Macrophages play a crucial role in the innate immunity  and are essential components of defense against the malaria infection. Macrophages can take up nonopsonic or opsonic Plasmodium-falciparum-parasitized erythrocytes (PE) by using CD36 and Fc receptors, respectively. Nonopsonic PE phagocytosis by macrophage CD36 plays a major role for PE clearance especially in the acute phase of primary malaria infection or nonimmune hosts [2, 3]. Therefore, upregulation of CD36 on macrophages could greatly trigger the capacity to clear parasites during acute malaria infection and thus is likely to be effective treatment for malaria infection. The intensive investigations demonstrate that peroxisome proliferator-activator receptor γ (PPARγ) plays an important role in the immune response via inhibiting the expression of inflammatory cytokines and control macrophage alternative activation [4–6] and has potential as a novel anti-inflammatory target for many inflammatory diseases  including parasitic infection [8–10]. CD36 can be induced by PPARγ ligands, and activation of PPARγ enhances the clearance of PE and inhibits the proinflammatory response [6, 11]. Here, we highlight recent advances in our current understanding of the biological actions of PPARγ on CD36 and malaria clearance from the hosts.

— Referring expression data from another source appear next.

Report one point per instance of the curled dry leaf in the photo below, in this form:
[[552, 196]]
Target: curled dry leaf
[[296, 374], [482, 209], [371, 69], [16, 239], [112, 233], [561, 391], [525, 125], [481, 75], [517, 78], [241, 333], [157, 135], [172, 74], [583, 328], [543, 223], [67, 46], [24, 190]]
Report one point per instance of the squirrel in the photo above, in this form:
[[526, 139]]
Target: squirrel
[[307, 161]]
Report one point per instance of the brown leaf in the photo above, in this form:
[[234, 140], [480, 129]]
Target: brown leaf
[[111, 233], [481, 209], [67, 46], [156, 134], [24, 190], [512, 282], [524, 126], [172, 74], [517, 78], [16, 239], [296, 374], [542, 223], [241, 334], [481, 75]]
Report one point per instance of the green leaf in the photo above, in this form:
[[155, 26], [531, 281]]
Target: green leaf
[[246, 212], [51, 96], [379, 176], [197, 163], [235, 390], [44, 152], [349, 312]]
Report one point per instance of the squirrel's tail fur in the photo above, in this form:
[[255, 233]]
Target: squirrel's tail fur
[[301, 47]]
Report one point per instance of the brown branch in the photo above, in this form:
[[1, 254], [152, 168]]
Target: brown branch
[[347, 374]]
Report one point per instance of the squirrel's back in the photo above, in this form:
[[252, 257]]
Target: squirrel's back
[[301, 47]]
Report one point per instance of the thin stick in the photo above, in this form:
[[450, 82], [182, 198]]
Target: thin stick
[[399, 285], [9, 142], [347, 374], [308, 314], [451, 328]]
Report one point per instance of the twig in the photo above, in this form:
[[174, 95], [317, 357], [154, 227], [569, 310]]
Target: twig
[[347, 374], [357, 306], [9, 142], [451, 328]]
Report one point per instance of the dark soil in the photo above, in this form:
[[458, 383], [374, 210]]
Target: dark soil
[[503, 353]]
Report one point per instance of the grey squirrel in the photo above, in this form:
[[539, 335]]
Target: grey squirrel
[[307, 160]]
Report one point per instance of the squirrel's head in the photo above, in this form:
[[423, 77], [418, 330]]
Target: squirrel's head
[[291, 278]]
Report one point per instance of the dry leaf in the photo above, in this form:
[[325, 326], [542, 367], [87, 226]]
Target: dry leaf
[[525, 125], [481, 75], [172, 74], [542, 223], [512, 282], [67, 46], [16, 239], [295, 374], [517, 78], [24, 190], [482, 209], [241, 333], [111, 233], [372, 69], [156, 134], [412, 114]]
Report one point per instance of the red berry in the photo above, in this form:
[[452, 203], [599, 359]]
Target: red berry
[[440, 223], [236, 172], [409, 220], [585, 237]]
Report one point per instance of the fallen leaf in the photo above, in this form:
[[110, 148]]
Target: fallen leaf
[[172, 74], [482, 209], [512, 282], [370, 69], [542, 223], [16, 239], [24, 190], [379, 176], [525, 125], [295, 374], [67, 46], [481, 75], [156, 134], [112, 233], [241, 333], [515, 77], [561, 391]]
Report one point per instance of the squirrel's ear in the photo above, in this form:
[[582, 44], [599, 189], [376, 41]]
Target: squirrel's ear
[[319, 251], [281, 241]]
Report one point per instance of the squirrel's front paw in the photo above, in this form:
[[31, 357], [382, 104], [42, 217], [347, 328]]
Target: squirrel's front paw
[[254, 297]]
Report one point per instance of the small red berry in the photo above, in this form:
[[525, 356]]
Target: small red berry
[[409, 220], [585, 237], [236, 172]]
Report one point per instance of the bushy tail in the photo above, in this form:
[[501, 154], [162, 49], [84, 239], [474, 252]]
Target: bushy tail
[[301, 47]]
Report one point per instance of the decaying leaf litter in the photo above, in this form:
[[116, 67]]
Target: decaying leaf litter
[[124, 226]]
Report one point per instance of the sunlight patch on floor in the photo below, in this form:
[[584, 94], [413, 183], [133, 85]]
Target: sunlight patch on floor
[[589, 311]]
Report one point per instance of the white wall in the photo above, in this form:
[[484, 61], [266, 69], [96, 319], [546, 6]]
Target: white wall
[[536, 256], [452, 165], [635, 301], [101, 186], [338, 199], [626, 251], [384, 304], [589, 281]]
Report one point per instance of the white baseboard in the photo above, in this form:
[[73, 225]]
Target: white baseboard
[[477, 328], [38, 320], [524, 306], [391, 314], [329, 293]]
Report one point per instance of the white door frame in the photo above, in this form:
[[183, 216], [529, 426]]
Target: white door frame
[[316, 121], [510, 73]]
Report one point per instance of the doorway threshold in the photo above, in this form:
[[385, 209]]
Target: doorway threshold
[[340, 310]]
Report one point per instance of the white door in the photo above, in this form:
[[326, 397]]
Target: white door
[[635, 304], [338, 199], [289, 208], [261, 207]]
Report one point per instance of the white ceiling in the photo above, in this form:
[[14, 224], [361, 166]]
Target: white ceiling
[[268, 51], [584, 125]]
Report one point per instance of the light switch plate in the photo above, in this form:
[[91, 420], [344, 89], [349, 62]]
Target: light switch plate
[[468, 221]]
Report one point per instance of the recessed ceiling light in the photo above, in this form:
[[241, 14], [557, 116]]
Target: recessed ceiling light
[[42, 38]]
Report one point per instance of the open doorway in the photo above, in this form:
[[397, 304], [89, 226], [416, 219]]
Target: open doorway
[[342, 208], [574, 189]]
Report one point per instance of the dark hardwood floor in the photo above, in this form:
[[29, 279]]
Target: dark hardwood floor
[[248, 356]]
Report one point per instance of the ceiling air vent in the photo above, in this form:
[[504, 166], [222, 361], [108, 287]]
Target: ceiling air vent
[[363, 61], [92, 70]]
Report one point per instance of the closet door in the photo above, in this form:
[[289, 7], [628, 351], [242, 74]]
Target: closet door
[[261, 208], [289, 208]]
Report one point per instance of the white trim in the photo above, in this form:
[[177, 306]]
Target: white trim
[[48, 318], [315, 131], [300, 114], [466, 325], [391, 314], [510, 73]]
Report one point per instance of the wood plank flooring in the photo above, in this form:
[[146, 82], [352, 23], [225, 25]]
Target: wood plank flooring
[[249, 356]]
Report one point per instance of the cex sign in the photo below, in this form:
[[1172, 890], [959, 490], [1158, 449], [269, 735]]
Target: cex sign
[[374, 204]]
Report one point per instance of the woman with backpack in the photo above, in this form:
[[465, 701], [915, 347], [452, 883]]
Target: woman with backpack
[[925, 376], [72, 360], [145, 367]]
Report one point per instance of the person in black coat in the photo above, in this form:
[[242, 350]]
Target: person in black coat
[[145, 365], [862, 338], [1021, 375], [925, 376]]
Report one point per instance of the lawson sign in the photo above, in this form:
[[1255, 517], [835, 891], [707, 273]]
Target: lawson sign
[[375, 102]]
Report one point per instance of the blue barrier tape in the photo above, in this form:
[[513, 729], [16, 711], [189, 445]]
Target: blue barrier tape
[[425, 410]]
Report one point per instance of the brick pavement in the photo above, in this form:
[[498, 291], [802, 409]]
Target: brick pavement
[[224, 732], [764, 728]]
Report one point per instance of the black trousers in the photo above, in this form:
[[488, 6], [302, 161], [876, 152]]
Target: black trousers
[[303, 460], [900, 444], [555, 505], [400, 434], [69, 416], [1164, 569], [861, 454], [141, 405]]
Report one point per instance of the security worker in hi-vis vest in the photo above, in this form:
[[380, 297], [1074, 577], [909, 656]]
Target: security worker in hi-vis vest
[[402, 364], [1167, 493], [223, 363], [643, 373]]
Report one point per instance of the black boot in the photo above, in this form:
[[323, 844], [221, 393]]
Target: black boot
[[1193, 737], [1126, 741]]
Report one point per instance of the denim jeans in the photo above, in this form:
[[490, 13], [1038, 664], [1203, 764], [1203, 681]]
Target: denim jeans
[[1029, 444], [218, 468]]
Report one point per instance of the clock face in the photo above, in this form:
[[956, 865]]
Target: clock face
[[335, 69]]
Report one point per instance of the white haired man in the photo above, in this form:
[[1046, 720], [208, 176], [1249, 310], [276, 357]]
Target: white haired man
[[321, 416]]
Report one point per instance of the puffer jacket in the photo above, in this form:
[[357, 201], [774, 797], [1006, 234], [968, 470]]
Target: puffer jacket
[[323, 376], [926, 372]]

2. CD36 and Malaria Clearance
Macrophages play a crucial role in innate immunity to malaria infection because they can phagocytose infected erythrocytes that limit the malaria density in the absence of cytophilic or opsonizing malaria-specific antibody . Macrophage pattern-recognition receptors (PRRs), including Toll-like receptors (TLRs) and scavenger receptors such as CD36, are important components in the regulation of immune and inflammatory responses . PRRs are a class of innate immune response-expressed proteins that recognize a wide range of molecules known as pathogen-associated molecular patterns (PAMPs) exposed on the pathogens or pathogen-infected cells but absent from healthy host cells and activate proinflammatory responses to infection. CD36, a member of the class B scavenger receptor family, has been identified as a PRR . CD36 is an 88-kDa membrane glycoprotein that expressed on a wide range of cells such as platelets, monocytes/macrophages, endothelial cells, smooth muscle cells, and other types of cells. CD36 expressed on macrophages is involved in recognition and engulfment of endogenously derived ligands such as apoptotic and senescent cells [13–16], thrombospondin-1 [17, 18], nonopsonized bacteria , β-amyloid , and oxidized low-density lipoproteins (oxLDL) . Because CD36 is expressed by broad range of cells and involved in uptake of many self- or non-self-particles, it contributes to a varied list of physiological and pathologic processes such as apoptotic cell clearance, angiogenesis, atherosclerosis, Alzheimer’s disease and infectious diseases .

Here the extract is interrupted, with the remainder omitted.